The two keys to budgeting are (a) negotiating and (b) preparing your plan (budget) in the quiet of your home and not when you are making a purchase.
(a) I believe every person that your income supports should be given spending guidelines and should be able to negotiate, based on facts, the guidelines. When my two daughter’s expenses were a part of my budget, they are now 42 & 40, they knew they could negotiate with me. For example, when they were in college, I gave the $50 month for spending money to purchase essentials they would have normally found at home, like tissues, toothpaste, or toilet paper. The understanding was that if they needed more than the allotted $50, and they could show me proof, I would increase the amount of their spending money. There are three other examples I can share. When they were going to a prom, and I thought it important for them to look nice at the prom, I paid 100%. When they wanted to buy a high school jacket, we negotiated that I would pay 50%. On the yearbooks, I only paid for their senior yearbook.

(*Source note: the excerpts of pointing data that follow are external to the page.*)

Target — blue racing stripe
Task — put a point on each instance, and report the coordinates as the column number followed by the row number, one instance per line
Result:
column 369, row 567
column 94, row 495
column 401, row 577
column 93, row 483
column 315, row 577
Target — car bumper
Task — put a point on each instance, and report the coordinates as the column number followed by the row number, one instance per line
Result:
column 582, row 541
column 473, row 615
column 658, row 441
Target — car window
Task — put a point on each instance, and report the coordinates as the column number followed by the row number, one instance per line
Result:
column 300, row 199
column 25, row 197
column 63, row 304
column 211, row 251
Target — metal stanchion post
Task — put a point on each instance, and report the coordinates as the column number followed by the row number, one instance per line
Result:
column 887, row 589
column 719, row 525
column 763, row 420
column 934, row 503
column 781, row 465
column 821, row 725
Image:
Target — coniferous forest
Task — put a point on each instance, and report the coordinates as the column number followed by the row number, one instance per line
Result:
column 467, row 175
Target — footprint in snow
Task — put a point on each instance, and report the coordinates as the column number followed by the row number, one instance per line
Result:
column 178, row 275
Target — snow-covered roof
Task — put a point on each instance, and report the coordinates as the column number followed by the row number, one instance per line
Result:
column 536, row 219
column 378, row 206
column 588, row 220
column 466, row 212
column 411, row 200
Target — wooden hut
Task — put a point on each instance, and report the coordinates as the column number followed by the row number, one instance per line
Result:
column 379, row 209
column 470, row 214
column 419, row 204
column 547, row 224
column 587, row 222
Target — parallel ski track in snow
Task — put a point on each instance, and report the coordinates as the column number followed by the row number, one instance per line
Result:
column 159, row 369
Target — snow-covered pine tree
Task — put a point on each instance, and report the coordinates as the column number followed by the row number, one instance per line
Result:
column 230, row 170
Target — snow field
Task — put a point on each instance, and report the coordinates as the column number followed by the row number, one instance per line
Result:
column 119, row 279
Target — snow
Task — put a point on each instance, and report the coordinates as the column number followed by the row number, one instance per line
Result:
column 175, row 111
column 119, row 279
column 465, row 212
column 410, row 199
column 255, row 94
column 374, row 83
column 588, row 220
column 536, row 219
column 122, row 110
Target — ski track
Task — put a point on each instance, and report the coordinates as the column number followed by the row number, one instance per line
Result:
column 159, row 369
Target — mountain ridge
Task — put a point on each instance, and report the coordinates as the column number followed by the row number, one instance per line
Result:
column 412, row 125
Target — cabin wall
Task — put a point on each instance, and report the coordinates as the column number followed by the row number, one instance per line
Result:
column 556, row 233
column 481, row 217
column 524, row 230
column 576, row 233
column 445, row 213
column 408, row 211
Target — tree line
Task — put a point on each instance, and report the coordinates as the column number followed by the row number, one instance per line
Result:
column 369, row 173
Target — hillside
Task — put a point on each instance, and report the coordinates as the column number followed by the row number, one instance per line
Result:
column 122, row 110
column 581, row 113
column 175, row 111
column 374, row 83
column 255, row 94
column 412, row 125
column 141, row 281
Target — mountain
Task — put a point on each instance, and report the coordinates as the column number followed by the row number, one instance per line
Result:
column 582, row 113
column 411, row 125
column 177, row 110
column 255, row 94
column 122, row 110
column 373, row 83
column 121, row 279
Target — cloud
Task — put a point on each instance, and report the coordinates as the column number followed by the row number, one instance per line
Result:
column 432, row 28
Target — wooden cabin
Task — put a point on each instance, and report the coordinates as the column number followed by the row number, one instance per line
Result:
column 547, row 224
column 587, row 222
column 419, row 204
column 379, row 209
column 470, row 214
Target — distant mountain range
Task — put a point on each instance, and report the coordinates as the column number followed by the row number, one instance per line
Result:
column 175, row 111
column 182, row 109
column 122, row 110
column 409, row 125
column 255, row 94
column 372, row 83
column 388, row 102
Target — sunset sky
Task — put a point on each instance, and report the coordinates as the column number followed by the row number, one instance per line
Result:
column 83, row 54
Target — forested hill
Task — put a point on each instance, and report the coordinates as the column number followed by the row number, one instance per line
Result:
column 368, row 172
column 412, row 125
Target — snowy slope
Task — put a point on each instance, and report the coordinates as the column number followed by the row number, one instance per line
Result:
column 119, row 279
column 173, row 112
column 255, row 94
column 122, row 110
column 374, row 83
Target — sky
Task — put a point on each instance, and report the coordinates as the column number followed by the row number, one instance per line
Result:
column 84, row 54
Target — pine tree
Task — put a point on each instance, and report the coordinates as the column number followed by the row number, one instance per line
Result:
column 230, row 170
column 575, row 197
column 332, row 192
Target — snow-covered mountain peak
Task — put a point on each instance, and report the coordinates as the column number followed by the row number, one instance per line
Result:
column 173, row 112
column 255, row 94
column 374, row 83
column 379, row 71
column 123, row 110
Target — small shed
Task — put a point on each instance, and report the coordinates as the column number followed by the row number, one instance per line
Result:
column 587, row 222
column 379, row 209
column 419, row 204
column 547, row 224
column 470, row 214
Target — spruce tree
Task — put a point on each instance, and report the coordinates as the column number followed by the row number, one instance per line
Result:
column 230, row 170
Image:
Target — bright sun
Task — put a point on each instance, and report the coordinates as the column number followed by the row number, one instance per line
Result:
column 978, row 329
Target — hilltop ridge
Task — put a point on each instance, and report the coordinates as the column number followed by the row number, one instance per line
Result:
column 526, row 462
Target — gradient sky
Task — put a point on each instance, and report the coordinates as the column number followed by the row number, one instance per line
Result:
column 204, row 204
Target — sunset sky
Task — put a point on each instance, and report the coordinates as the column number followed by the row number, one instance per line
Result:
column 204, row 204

My daughters were provided a clothing allowance until they graduated from college. They charged purchases on their personal credit card, with a reasonable spending limit, and I would pay the credit card bill until they graduated. Then they got a new credit card for which they were totally responsible. When at school, they would call me when they were going clothing shopping and ask me “How much money do I have in my clothing allowance?” Knowing that, they could make purchases within their allotted and negotiated budget allowance or repay me for any overage from their funds.
These are just a few examples to help you understand the concept. Even younger children can be taught this concept. If you can only afford one after school activity, like soccer, cheering, dance, etc., your child can be part of the process to select the one activity.
(b) Preparation of a budget is a serious matter and thus should done in a quiet environment with paper and calculator or computer. When you go to make a purchase, you should know how much money you have in the category where that money is listed. Purchasing decisions should not be made emotionally in a store, but based on what you have previously decided or previously negotiated. If you budget does not have enough money set aside, the purchase should not be made. NOTE: Budgets can always be adjusted, but not in the store.